Historical fiction being de rigeur right now – a review of two plaudit-laden historical novels, The Essex Serpent and The Girl in the Glass Tower, both published recently and both by women writers.

First, Sarah Perry’s The Essex Serpent (Serpents Tale 2016).  If you haven’t read this excellent novel, short listed for the Costa Prize, long listed for the Baileys Prize and Waterstones Book of the Year, I do recommend it. It was highly acclaimed critically and this seems, if you look at Amazon reviews, to have prompted something of an undeserved backlash.

The characters in the novel, set in 1893 in London and Essex, inhabit an exciting, changing world, in which science and socialism are on the march. There are no stuffy Victorians here, just enlightened seekers of truth in ever-expanding fields of knowledge. In this I was reminded of A.S. Byatt’s The Children’s Book, also set in 1893 and with a female at the centre of a wide cast of characters, based in London and Kent, near another marsh at Romney (and which, as a fan of Byatt, I heartily recommend).

Perry is not yet as fine-honed and complex a writer as Byatt, though her exquisite descriptions of the estuarine landscape of the Blackwater and the Thames marshes are one of the remarkable pleasures of the book. It is a place with a literary lineage – where Magwitch first frightened Pip¹ – something of which Perry is aware. She even has a rotting ‘hulk’, nicknamed Leviathan, which plays its part in the tale.

The story is cleverly woven via a number of different perspectives and voices, often using letters from one character to another, which reveal as much between the lines as within them. Part of the problem for those negative reviewers on Amazon was, I suspect that they were expecting a different type of book, an altogether easier mystery or thriller. While there is a mysterious aspect to Perry’s book, it is more about the mysteries of the human heart and the human mind than anything super or preter-natural.

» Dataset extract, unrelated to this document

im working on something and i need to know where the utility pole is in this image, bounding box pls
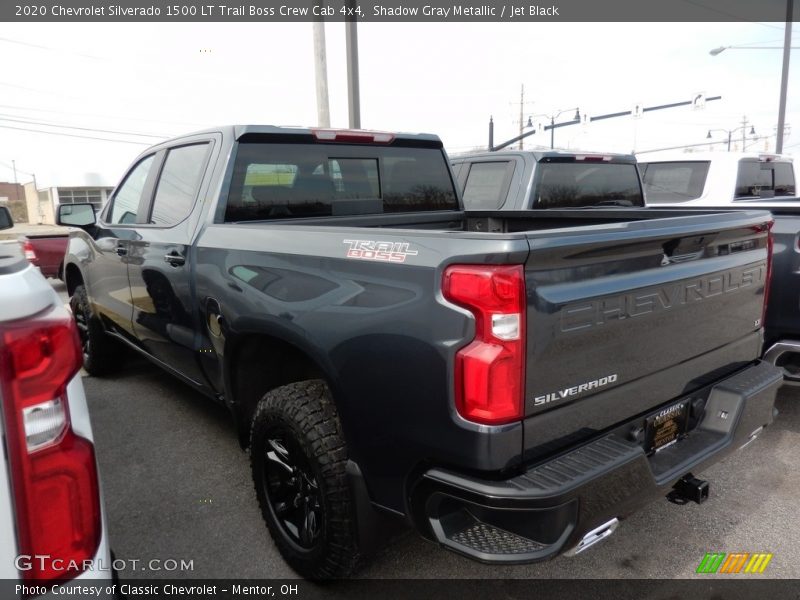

The same eternal mysteries also figure in Tudor times in Elizabeth Fremantle’s The Girl in a Glass Tower ( Penguin 2017 ), a Times Book of the Year. The book’s publicity concentrated on the story of Arbella Stuart, putative heiress to Elizabeth I and the English throne and she is the main character. But this is really the story of two women, both real, but ‘lost’ to history and both, in their own ways, kickers over of the traces. The other protagonist is Aemilia Lanyer, an Elizabethan poet published in her own lifetime and young mistress to Henry, Lord Hunsdon, first cousin to Elizabeth I.

The two women were contemporaries at the court of Queen Anna, wife to James I and Lanyer dedicated a poem to Arbella, but what their relationship was is unknown. The mechanism which allows their tales to be told simultaneously is a ‘found manuscript’, discovered by Aemilia after Arbella’s death. In the novel they are soul friends and the poet helps Arbella in a very practical, if ultimately fruitless, way (no spoilers here).

The book is written in the first person as Arbella and, from Aemilia’s point of view, in the third person, though the former’s story takes up more space. We enter the mind of someone whose circumstances are constricting and highly unusual and whose response to them is to tyrannize her own body, what would, these days, be called an eating disorder.  That she is immediately real, unique, believable and human is a triumph for the writer.

Court life is portrayed with skill and flourish, its gossipy bantam-cock strutters and intriguers for place, as well as the high stakes which people play for, are often drawn obliquely, sidelong from Arbella’s particular perspective, an outsider but a potential future monarch. More direct are the mundane threats, no less frightening, to Aemilia. These are the threats which a good-looking widow with education and independence of mind faces in Tudor London.

The author is interested in these women, their restricted lives and how they respond to those restrictions. Both women triumph in a way, though Aemilia’s is the triumph which we applaud, Arbella’s is sadder. The reader cares about both.